K.“Don’t know that name, and you must be off.”
“Wont you believe the Duke’s own handwriting,”rejoined the undaunted Popjoy, handing him a letter received that morning from his affectionate mamma.
The keeper twisted the mysterious document about in his hands for a little, and returned it to the owner with a grunt. Popjoy then proceeded to extract from him all possible information about flies, the haunts of the fish, &c., &c., and had a particularly good day’s sport.
Another great resource on Leave-out days was a row on the river in one of Etheridge’s boats,—they were rather sorry tubs, but we managed to extract amusement out of them; if, in this particular line, “militavi non sine gloriâ,” I can’t say that my Winchester education had much to do with it. However, the most consummate master of the art of rowing that ever adorned Oxford always preferred to take raw hands and teach them to pull, to Eton or Westminster men, who came up to Oxford fancying themselves perfect already; and I am proud to say that among the immortal Seven of Henley there were two Wykehamists.

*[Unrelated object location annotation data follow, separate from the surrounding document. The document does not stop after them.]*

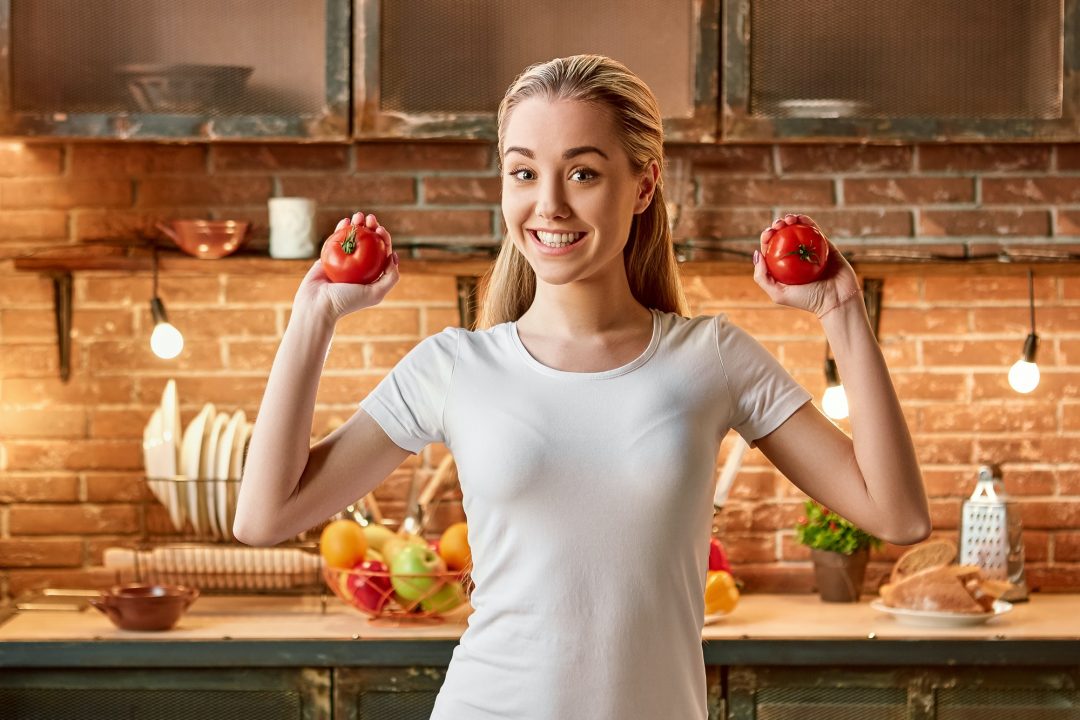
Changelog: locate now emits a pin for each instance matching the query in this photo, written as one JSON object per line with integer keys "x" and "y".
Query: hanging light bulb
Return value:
{"x": 165, "y": 341}
{"x": 835, "y": 401}
{"x": 1024, "y": 374}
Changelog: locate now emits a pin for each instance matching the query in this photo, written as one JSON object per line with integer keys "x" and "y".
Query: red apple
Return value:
{"x": 372, "y": 592}
{"x": 717, "y": 558}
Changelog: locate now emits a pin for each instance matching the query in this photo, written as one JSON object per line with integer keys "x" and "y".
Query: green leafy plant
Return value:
{"x": 823, "y": 529}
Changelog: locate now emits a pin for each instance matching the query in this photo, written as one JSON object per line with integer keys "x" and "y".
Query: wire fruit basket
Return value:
{"x": 382, "y": 595}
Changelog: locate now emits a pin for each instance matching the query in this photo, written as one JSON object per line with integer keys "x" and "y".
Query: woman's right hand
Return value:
{"x": 339, "y": 299}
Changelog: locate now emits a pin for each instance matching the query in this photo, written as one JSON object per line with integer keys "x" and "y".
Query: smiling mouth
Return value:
{"x": 556, "y": 240}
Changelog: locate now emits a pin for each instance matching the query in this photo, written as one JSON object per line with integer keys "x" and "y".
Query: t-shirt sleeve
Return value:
{"x": 408, "y": 402}
{"x": 763, "y": 394}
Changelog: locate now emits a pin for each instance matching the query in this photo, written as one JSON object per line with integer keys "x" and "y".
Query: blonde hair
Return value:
{"x": 507, "y": 289}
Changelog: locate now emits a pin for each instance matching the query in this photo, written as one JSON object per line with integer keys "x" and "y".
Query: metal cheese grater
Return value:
{"x": 990, "y": 533}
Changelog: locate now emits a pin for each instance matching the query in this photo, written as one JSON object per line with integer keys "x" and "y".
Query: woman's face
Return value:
{"x": 568, "y": 191}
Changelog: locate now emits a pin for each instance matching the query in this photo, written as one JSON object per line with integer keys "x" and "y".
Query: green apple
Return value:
{"x": 413, "y": 571}
{"x": 446, "y": 598}
{"x": 377, "y": 534}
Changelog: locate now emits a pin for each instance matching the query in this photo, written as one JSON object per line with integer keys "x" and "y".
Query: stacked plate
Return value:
{"x": 196, "y": 475}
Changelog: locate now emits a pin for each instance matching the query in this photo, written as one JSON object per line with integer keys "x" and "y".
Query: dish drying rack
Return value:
{"x": 204, "y": 555}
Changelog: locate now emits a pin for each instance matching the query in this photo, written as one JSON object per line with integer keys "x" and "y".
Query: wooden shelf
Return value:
{"x": 95, "y": 258}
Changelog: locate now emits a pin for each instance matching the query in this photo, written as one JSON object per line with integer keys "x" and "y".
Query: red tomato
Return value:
{"x": 796, "y": 255}
{"x": 354, "y": 254}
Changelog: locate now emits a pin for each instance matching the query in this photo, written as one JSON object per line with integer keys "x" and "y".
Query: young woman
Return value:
{"x": 584, "y": 416}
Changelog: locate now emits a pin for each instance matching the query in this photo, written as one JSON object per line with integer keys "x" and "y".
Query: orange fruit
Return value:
{"x": 454, "y": 546}
{"x": 720, "y": 592}
{"x": 342, "y": 543}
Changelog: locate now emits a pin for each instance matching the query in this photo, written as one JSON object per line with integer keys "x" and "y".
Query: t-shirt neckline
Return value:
{"x": 632, "y": 365}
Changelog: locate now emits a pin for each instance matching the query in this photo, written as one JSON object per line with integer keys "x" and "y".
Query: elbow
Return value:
{"x": 910, "y": 533}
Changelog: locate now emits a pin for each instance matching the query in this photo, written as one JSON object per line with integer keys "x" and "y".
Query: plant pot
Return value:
{"x": 839, "y": 576}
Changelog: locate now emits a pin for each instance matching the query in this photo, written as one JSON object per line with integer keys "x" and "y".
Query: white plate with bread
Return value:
{"x": 927, "y": 589}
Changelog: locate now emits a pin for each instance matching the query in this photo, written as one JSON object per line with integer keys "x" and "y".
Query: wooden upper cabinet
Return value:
{"x": 175, "y": 69}
{"x": 430, "y": 68}
{"x": 903, "y": 70}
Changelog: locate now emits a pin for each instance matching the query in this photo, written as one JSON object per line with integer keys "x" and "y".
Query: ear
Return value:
{"x": 647, "y": 187}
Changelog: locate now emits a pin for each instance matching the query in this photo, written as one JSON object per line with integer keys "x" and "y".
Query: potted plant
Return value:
{"x": 839, "y": 551}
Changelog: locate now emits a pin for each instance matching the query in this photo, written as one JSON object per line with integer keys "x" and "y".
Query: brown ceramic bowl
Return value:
{"x": 139, "y": 607}
{"x": 207, "y": 240}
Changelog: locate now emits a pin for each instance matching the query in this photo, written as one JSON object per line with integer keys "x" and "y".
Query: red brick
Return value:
{"x": 969, "y": 353}
{"x": 1056, "y": 514}
{"x": 851, "y": 226}
{"x": 931, "y": 449}
{"x": 786, "y": 579}
{"x": 1002, "y": 221}
{"x": 63, "y": 193}
{"x": 118, "y": 488}
{"x": 725, "y": 190}
{"x": 361, "y": 192}
{"x": 1053, "y": 579}
{"x": 907, "y": 190}
{"x": 1066, "y": 546}
{"x": 135, "y": 159}
{"x": 723, "y": 158}
{"x": 43, "y": 423}
{"x": 912, "y": 321}
{"x": 170, "y": 192}
{"x": 994, "y": 417}
{"x": 26, "y": 581}
{"x": 32, "y": 225}
{"x": 40, "y": 553}
{"x": 959, "y": 157}
{"x": 30, "y": 159}
{"x": 854, "y": 158}
{"x": 244, "y": 157}
{"x": 72, "y": 519}
{"x": 19, "y": 488}
{"x": 412, "y": 155}
{"x": 1053, "y": 385}
{"x": 1038, "y": 190}
{"x": 944, "y": 514}
{"x": 751, "y": 548}
{"x": 1068, "y": 221}
{"x": 29, "y": 360}
{"x": 986, "y": 289}
{"x": 104, "y": 358}
{"x": 462, "y": 190}
{"x": 82, "y": 454}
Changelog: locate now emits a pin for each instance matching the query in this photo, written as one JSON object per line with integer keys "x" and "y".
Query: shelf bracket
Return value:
{"x": 62, "y": 312}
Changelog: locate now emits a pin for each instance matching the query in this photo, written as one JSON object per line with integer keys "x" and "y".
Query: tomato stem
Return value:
{"x": 804, "y": 253}
{"x": 349, "y": 244}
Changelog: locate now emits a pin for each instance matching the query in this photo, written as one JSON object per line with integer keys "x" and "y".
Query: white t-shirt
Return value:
{"x": 589, "y": 502}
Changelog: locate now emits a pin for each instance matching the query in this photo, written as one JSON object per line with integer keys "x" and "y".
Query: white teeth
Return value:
{"x": 558, "y": 239}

I am indebted to the liberal hospitality of an esteemed relative for many very pleasant days, and especially for one, which was perhaps the jolliest I spent during the whole time I was at Winchester I received a letter from him one morning, informing me that on a given day he would pass through Winchester, and requesting me to furnish him with a list of boys to ask to dinner; accordingly I selected half a dozen, and we got leave out for the afternoon. He only stopped to change horses, (it was in the posting days,) and on his departure he told the landlord of the George to provide us with the best dinner he could, gave me a five-pound note, and a “tip” for all my friends. That was a specimen of the tip royal; how fervently we blessed him, and what a jolly dinner we had!
Every alternate Sunday also we were allowed to spend the afternoon with friends in the town, if invited, but we had to be back for five o’clock chapel. Happy were those boys who were so fortunate as I was in being acquainted with Mr Sissmore, the patriarch of the College fellows, whosehospitable board was always surrounded on these days by a circle of boys, whom he used to amuse with stories of the pranks of their ancestors, as he remembered many of their grandfathers when little boys at school.